Thursday 23 November 2017

The Corruption of Hong Kong's Democracy

A scandal over Hong Kong's local-level elections could change the politics of the territory as much as the massive protests over restrictions on civil liberties did in 2003. It is now clear that the Beijing government sought to corrupt Hong Kong's electoral system, even as it drags its heels in allowing greater public participation in government. This underhanded move imperils the territory's stability.

The Corruption of Hong Kong's Democracy

Shortly after the Nov. 6 District Council polls, pro-democracy politicians noted several cases of voters registering in closely contested constituencies under false or suspicious addresses. The suspicion was that the pro-Beijing camp moved voters from its strongholds into constituencies where they could swing the result.

The government responded by saying that it would look into the complaints, but that it also believed the problem was not serious. Chief Executive Donald Tsang suggested that losing candidates were suffering from a case of sour grapes.

Those remarks look increasingly dubious today. Over the last six weeks, the media have uncovered more than 800 voters with obviously fake addresses. Since these voters were particularly careless—registering addresses in buildings that no longer exist and the like—the true number of fraudulent votes could be many times greater.

Next magazine published a letter from an association of Hong Kong tycoons serving in mainland provincial legislatures which tasked its members with recruiting more than 15,000 votes for targeted constituencies. And that is only one of several such mainland-affiliated bodies that are heeding Beijing's calls to play a bigger role in local affairs. Since the average constituency contains 17,000 voters and many of the 412 races were decided by several hundred votes or fewer, tens of seats may have been captured due to fraud.

To the Hong Kong government's credit, the Independent Commission Against Corruption has sprung into action, arresting 31 people so far. The lead role of the ICAC, rather than the police, shows that the offenses go beyond simply providing false information and extend to a deliberate conspiracy to commit election fraud. So far none of the masterminds have been brought to justice, and this will be a critical test of whether Hong Kong's law enforcement and judiciary remain insulated from political interference.

The government has known about vote fraud for years but chose not to reform the electoral system. In 2006, the Audit Commission reported that voters were registering under false addresses, but the government resisted requiring proof of address on the grounds that it might lower the level of registration and turnout. After the 2007 District Council elections, complaints of widespread vote planting also fell on deaf ears. It seems this response emboldened the fraudsters to undertake a larger effort to steal seats in last month's elections.

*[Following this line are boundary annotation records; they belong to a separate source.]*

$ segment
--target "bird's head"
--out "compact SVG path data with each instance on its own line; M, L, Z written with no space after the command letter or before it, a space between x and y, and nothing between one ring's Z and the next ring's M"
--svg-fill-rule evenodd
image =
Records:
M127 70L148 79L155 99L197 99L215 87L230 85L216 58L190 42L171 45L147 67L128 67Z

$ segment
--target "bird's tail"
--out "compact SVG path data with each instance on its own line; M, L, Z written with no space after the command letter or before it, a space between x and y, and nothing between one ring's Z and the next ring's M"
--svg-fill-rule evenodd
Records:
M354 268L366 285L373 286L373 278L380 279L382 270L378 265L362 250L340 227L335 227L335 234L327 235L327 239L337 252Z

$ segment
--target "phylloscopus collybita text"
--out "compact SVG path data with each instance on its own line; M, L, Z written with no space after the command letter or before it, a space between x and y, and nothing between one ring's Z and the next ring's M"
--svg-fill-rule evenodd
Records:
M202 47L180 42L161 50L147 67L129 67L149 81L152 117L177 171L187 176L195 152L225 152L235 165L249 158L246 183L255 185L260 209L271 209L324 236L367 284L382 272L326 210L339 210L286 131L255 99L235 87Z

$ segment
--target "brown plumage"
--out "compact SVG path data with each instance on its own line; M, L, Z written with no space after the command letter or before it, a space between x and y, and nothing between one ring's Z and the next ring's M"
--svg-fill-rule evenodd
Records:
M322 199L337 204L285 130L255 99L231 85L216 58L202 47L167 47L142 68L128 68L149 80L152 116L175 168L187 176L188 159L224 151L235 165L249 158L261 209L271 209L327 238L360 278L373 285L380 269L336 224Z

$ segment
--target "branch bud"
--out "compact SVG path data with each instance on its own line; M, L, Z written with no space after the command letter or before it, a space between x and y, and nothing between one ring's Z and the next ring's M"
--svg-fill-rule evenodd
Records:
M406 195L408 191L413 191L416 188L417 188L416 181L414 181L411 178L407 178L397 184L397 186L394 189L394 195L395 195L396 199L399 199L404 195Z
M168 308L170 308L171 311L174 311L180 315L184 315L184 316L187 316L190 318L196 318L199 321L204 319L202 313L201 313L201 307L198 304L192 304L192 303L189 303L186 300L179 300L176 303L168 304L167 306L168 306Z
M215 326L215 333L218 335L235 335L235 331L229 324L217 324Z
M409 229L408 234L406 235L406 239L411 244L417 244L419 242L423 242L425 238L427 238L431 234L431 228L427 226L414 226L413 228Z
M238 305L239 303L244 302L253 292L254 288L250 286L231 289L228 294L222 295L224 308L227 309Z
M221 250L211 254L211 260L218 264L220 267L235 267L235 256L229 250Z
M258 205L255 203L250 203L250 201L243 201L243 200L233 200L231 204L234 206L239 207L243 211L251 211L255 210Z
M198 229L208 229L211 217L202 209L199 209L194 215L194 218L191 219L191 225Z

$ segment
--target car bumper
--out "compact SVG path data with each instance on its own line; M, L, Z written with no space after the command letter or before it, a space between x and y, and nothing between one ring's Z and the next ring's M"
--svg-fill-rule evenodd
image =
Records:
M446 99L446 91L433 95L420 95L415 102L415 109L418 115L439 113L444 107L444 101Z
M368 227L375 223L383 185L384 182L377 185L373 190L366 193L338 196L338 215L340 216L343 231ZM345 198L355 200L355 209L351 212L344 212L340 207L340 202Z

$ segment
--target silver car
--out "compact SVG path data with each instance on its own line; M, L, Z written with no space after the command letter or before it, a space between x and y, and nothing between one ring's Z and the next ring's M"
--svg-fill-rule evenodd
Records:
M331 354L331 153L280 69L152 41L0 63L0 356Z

Such a large-scale operation requires resources that could only have been mobilized by Beijing, operating through its many allies in the territory. This is arousing new fears that while the Chinese government has agreed to allow elections by universal suffrage starting in 2017, it will use whatever overt and covert means are necessary to prevent the people from freely choosing future chief executives and legislators.

Respected local newspaper Ming Pao last month sounded the alarm that Beijing's corruption will destabilize Hong Kong: "If vote-rigging distorts election outcomes and worsens Hong Kong politics, citizens may no longer have confidence in the electoral system. In that event, Hong Kong cannot possibly remain stable." That earned the paper a rebuke from a China Daily columnist, who accused it of being "biased against people who love Hong Kong as well as the country."

Some outside observers might shrug and ask why the outside world should care. After all, there is little that can be done to prevent China from violating its promises to preserve Hong Kong's system and way of life. Even so, it is critical that Beijing is called to account for violating promises when its word is increasingly relied upon to resolve a widening range of international disputes.

A second reason to care about Hong Kong's fate is its role as a demonstration that a city under Beijing's rule can practice democracy to govern itself efficiently and stably. Its success should pave the way for eventual political reform on the mainland. If Beijing destroys this cosmopolitan and free city by forcing upon it the Communist Party's methods of control, China's ability to transform itself into a responsible great power is seriously in doubt.